Electrical and Electronic Engineering, University of Johannesburg, Johannesburg, South Africa.
PLoS One. 2024 Aug 12;19(8):e0308718. doi: 10.1371/journal.pone.0308718. eCollection 2024.
Credit scorecards are essential tools for banks to assess the creditworthiness of loan applicants. While advanced machine learning models like XGBoost and random forest often outperform traditional logistic regression in predictive accuracy, their lack of interpretability hinders their adoption in practice. This study bridges the gap between research and practice by developing a novel framework for constructing interpretable credit scorecards using Shapley values. We apply this framework to two credit datasets, discretizing numerical variables and utilizing one-hot encoding to facilitate model development. Shapley values are then employed to derive credit scores for each predictor variable group in XGBoost, random forest, LightGBM, and CatBoost models. Our results demonstrate that this approach yields credit scorecards with interpretability comparable to logistic regression while maintaining superior predictive accuracy. This framework offers a practical and effective solution for credit practitioners seeking to leverage the power of advanced models without sacrificing transparency and regulatory compliance.

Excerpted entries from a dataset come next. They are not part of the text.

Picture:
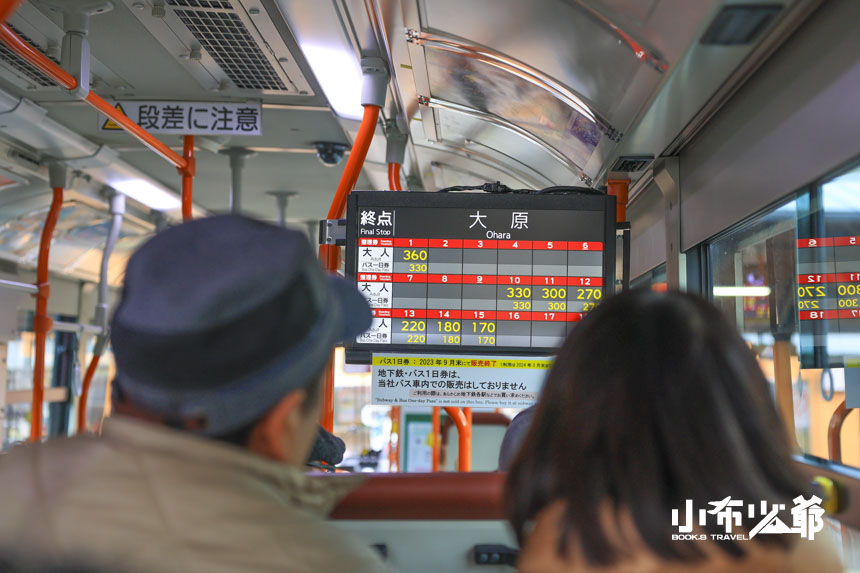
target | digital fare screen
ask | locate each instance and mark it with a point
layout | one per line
(828, 285)
(478, 271)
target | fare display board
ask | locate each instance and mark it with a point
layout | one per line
(481, 272)
(828, 283)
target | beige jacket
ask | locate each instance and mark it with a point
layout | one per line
(539, 554)
(147, 498)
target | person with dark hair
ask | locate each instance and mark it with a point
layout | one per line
(655, 400)
(225, 327)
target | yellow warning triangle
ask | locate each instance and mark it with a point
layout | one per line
(110, 124)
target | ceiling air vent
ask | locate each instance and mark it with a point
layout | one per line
(632, 163)
(233, 42)
(739, 24)
(21, 67)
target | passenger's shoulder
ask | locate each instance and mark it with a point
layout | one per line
(820, 555)
(339, 550)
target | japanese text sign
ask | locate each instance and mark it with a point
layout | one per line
(191, 118)
(480, 381)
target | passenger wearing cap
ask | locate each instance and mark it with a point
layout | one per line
(223, 333)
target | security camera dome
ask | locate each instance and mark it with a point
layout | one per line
(330, 153)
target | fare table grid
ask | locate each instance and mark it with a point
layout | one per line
(478, 292)
(828, 282)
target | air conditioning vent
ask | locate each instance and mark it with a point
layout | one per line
(224, 4)
(739, 24)
(8, 267)
(632, 163)
(224, 36)
(21, 67)
(233, 47)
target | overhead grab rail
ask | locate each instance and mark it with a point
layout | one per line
(395, 154)
(463, 421)
(375, 74)
(117, 203)
(64, 79)
(188, 177)
(509, 126)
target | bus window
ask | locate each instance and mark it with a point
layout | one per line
(785, 279)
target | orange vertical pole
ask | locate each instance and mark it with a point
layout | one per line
(42, 323)
(463, 421)
(436, 439)
(394, 446)
(620, 189)
(187, 173)
(85, 393)
(834, 432)
(330, 254)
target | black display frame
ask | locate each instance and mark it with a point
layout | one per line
(360, 352)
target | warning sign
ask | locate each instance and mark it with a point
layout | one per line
(111, 125)
(190, 118)
(475, 381)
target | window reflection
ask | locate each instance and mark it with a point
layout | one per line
(756, 271)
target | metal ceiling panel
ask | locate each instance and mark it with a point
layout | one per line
(78, 239)
(226, 45)
(484, 88)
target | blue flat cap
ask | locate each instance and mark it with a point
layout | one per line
(222, 317)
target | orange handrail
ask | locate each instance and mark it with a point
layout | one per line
(67, 81)
(31, 54)
(42, 323)
(834, 432)
(435, 445)
(85, 393)
(463, 420)
(135, 130)
(187, 176)
(394, 446)
(394, 177)
(6, 9)
(448, 496)
(329, 254)
(619, 188)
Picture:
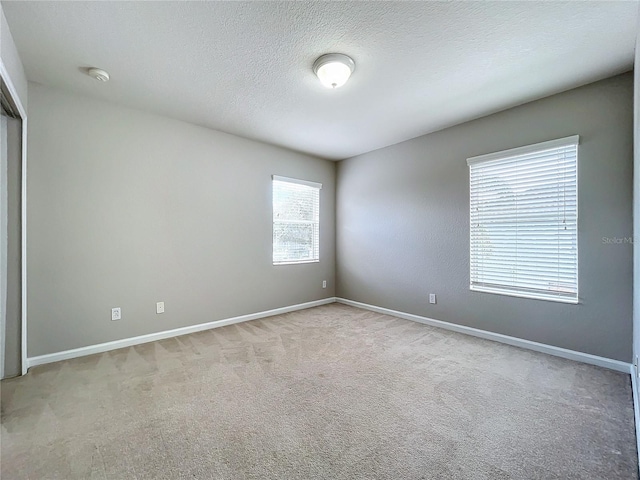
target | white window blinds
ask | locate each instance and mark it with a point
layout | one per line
(296, 221)
(524, 219)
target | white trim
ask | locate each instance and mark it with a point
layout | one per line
(560, 142)
(298, 181)
(497, 337)
(636, 406)
(23, 115)
(152, 337)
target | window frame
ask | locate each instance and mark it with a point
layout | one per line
(509, 155)
(315, 223)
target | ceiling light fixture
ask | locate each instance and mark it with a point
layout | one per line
(334, 69)
(98, 74)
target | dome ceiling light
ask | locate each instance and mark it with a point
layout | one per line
(334, 69)
(98, 74)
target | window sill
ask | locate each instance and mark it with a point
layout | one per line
(297, 262)
(532, 296)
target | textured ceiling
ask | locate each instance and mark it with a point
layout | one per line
(245, 67)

信用评分卡是银行评估贷款申请人信用度的重要工具。虽然像 XGBoost 和随机森林这样的先进机器学习模型在预测准确性方面通常优于传统的逻辑回归,但它们缺乏可解释性,阻碍了它们在实践中的应用。本研究通过使用 Shapley 值构建可解释的信用评分卡的新框架,弥合了研究和实践之间的差距。我们将该框架应用于两个信用数据集,对数值变量进行离散化,并使用独热编码来促进模型开发。然后,我们使用 Shapley 值为 XGBoost、随机森林、LightGBM 和 CatBoost 模型中的每个预测变量组导出信用分数。我们的结果表明,这种方法生成的信用评分卡具有与逻辑回归相当的可解释性,同时保持了卓越的预测准确性。该框架为寻求利用先进模型的力量而又不牺牲透明度和法规遵从性的信用从业者提供了一种实用且有效的解决方案。